How a known member of a translational criminal organization (the Hells Angels) was able to infiltrate the capital markets in British Columbia, instruct local solicitors, participate in the creation of disclosure material with solicitors, and have bank accounts to receive proceeds of the alleged securities fraud is something no doubt all of Vancouver is waiting to learn from the US Department of Justice once Vasseur is extradited.

Some of the information that is disclosed in the criminal indictments, especially the alleged use of Swiss platforms, as well as the alleged Hells Angels connection, seems to suggest that it ties into the global Frederick Sharp, Avtar Dhillon et. al. prong of cases (our slow burn summary of those allegations here). Not just that, we believe that Csurgo was a client of the Frederick Sharp group, which is another tie to that case.

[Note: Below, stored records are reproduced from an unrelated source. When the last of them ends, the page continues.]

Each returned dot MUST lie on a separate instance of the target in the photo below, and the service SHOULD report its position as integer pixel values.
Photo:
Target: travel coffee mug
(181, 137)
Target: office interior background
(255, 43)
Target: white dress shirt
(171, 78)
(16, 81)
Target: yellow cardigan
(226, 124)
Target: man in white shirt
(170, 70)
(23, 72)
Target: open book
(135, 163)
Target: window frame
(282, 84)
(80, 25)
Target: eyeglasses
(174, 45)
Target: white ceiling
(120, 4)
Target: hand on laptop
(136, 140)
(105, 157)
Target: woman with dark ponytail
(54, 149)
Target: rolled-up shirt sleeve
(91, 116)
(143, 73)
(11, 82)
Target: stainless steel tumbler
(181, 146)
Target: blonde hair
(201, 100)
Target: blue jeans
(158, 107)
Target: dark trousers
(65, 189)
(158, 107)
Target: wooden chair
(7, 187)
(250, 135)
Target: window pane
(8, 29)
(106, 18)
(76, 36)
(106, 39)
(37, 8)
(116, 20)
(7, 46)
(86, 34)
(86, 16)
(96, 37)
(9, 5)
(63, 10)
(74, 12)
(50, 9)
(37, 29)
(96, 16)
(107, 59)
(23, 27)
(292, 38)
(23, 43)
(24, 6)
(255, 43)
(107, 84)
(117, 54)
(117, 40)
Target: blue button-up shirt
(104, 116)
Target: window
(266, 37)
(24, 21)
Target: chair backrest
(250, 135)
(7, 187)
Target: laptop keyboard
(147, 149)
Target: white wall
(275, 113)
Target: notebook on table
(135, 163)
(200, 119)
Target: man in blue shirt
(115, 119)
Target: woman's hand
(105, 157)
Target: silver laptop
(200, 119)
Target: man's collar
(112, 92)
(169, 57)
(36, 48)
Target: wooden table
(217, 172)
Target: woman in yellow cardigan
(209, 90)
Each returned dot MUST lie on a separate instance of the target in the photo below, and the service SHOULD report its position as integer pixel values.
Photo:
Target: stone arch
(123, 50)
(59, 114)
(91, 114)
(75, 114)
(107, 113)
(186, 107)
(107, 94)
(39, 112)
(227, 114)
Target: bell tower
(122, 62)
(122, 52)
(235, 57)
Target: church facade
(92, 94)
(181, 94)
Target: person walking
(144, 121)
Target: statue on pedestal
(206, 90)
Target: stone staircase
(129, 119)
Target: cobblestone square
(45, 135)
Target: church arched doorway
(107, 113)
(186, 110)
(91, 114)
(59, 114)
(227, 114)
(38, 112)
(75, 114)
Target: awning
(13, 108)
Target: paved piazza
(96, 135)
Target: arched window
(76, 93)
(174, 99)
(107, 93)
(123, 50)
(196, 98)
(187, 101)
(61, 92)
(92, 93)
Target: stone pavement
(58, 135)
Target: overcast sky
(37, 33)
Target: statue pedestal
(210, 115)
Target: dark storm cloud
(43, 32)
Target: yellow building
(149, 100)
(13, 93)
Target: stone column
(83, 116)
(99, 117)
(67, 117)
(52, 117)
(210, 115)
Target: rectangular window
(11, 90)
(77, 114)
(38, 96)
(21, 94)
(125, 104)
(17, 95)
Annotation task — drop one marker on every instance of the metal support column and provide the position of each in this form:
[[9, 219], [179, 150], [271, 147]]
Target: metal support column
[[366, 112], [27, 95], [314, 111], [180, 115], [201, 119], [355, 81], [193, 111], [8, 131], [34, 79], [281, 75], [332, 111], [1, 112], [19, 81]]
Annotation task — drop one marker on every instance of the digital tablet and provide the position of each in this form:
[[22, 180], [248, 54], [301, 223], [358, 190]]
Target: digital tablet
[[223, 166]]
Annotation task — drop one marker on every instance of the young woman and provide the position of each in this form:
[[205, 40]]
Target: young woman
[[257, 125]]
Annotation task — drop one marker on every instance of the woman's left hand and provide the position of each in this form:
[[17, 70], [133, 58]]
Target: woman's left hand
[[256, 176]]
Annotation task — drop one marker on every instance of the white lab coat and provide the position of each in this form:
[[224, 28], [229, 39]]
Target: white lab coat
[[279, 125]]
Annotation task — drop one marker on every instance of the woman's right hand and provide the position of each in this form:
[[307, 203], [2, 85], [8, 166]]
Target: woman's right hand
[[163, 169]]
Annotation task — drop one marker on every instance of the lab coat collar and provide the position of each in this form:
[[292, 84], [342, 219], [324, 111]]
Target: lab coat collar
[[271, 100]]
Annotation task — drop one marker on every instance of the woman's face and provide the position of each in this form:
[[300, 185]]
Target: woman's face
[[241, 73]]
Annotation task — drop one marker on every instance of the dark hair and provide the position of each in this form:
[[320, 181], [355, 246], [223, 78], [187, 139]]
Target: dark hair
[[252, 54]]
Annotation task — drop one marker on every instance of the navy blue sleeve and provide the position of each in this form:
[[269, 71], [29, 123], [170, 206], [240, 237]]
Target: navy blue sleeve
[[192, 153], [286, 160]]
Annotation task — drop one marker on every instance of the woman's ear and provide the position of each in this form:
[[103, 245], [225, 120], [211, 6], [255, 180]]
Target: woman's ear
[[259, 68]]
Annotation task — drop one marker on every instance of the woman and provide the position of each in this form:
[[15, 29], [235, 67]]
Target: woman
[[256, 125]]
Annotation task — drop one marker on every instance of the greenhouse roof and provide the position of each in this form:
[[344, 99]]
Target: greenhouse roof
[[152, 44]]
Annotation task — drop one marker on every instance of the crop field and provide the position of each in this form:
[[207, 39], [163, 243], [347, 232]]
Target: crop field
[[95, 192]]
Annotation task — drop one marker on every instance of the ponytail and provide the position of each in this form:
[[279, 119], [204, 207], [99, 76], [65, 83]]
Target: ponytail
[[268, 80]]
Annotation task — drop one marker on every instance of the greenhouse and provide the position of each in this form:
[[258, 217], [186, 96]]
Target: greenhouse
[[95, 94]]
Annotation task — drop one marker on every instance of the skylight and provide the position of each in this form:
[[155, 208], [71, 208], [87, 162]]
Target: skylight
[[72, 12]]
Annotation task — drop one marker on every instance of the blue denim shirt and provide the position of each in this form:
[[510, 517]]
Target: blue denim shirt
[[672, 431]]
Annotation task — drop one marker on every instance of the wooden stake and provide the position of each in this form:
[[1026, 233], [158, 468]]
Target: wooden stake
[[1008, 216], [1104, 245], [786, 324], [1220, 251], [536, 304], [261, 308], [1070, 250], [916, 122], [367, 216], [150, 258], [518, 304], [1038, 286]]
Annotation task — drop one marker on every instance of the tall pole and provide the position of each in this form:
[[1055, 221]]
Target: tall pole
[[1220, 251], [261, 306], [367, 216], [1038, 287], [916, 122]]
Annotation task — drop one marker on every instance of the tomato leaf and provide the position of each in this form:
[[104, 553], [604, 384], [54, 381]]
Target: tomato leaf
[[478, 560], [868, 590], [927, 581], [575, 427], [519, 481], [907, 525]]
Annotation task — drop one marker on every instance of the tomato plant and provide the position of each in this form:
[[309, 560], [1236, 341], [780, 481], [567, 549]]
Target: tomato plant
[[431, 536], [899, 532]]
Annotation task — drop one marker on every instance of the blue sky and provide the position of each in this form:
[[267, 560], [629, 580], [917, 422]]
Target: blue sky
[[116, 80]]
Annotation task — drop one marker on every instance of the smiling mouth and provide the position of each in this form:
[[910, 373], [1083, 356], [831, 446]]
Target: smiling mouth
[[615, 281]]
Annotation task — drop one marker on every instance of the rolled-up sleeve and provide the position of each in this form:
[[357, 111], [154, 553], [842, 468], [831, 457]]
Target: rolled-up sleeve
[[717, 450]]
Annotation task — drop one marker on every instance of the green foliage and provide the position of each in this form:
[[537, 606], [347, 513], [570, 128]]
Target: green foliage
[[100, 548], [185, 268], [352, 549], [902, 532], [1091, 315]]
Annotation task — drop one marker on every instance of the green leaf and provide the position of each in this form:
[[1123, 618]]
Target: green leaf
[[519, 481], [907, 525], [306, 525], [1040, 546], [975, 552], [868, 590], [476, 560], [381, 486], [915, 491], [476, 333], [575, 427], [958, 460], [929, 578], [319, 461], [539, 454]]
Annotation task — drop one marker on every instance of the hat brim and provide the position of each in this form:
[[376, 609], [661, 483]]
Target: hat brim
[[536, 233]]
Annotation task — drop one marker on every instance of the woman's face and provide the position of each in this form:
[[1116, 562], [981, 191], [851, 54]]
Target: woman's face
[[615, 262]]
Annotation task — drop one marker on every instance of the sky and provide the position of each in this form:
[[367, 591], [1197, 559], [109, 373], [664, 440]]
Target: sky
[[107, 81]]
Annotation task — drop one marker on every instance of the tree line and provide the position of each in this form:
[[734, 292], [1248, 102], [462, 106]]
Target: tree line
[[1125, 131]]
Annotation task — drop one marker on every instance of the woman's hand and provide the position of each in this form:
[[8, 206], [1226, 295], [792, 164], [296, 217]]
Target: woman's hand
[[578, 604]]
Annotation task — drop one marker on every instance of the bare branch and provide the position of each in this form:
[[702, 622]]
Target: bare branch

The Frederick Sharp, Avtar Dhillon et. al. prong of cases include a US$1 billion set of allegations by the SEC that Vancouver capital markets players set up what can be described as a factory of fraud in downtown Vancouver which offered specialized services – those specialized services were allegedly securities fraud services involving a circle of gate-keepers and facilitators who allegedly, among other things: helped harvest and acquire shell and shelf companies; helped secret control persons hide their control of the stock of microcap public companies; helped complete RTOs; helped advise on, write and disseminate press releases and other disclosure material containing false information about microcap public companies to cause the stock price to jack up; helped create false central securities registers that falsely reflected the names of shareholders; created false legal opinions so that securities could be free-trading and which contained false information about control persons; promoted the stock to innocent investors; sold the stock at artificially high prices to enrich members of the alleged organized fraud scheme; used offshore brokerage and bank accounts to hide the movement of the proceeds of securities fraud; and then layered, and integrated all the proceeds – US$1 billion of it – right back into Vancouver through the gate-keepers and facilitators.

Where did the proceeds end up? Chances are high, if the allegations are true, that it was integrated into the financial system for the purchase of mansions, luxury cars, private schools, fancy watches, fast boats and trips on private jets because, after all, it’s Vancouver.